Reducing backlog: Litigation policy good but not enough
The Tribune Friday, June 25, 2010, Chandigarh, India
The government as a ‘responsible and efficient’ litigant is an attractive proposition and the Union Law Minister’s belated announcement of a national policy to reduce the number of pending cases to achieve that end is certainly welcome. While over two crore cases are said to be pending before various courts in the country, Law Minister Veerappa Moily acknowledged that 70 per cent of them involve the government as either the petitioner or the respondent. Government litigation, as the Prime Minister once admitted, crowds out the private citizen from the system. Dr Manmohan Singh had then cited a survey conducted in Karnataka, where 65 per cent of the civil cases involved the government as litigant, sometimes on both sides. Under the new policy, the government would cease to be a ‘compulsive litigant’ and, as far as possible, would refrain from filing appeals against orders, assured the minister. The move will save the government both time and money as surveys reveal that the government actually loses over 90 per cent of the appeals.
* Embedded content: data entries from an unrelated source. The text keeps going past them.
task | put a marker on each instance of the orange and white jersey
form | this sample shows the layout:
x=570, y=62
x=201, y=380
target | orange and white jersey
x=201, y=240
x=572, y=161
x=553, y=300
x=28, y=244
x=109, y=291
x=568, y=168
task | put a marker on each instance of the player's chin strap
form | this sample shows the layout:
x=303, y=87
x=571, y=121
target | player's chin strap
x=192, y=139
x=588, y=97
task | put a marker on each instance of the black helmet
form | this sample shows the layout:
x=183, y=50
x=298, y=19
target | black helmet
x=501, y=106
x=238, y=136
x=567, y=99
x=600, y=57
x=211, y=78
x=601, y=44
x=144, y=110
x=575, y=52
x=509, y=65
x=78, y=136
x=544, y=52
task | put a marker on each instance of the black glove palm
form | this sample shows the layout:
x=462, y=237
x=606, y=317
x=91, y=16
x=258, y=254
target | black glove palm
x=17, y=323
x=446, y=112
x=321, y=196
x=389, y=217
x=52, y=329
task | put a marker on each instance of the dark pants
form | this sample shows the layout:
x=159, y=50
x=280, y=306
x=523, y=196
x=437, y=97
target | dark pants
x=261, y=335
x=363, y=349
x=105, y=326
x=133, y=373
A close watch would be kept on the implementation of the policy, said the minister and indicated that empowered committees, to be chaired at the national level by the Attorney-General, would be set up to monitor the implementation and fix the accountability of different departments. Though the objective is laudable, the measure is simply not enough. The government officials who fail to apply their mind and squander public money in unnecessary litigation must receive deterrent penalties for the policy to become effective. Government officers, who force citizens into protracted litigation to secure their dues like PF, pension, insurance or compensation, must also be held accountable. The Law Commission has often cited instances of the government pursuing frivolous litigation or as a “matter of prestige”. Often the officials are vindictive and vengeful, arrogant and determined to harass the citizens. For the policy to work, therefore, these busybodies must be made accountable for their action.
In its eagerness to reduce court cases, it is hoped, the government will not fall into the trap of letting off the big sharks. As it is, the Indian judiciary and the state are believed to be soft on the rich and the powerful. It would be tragic, therefore, if the really culpable, especially among the elite who bend the rules, are allowed to get away.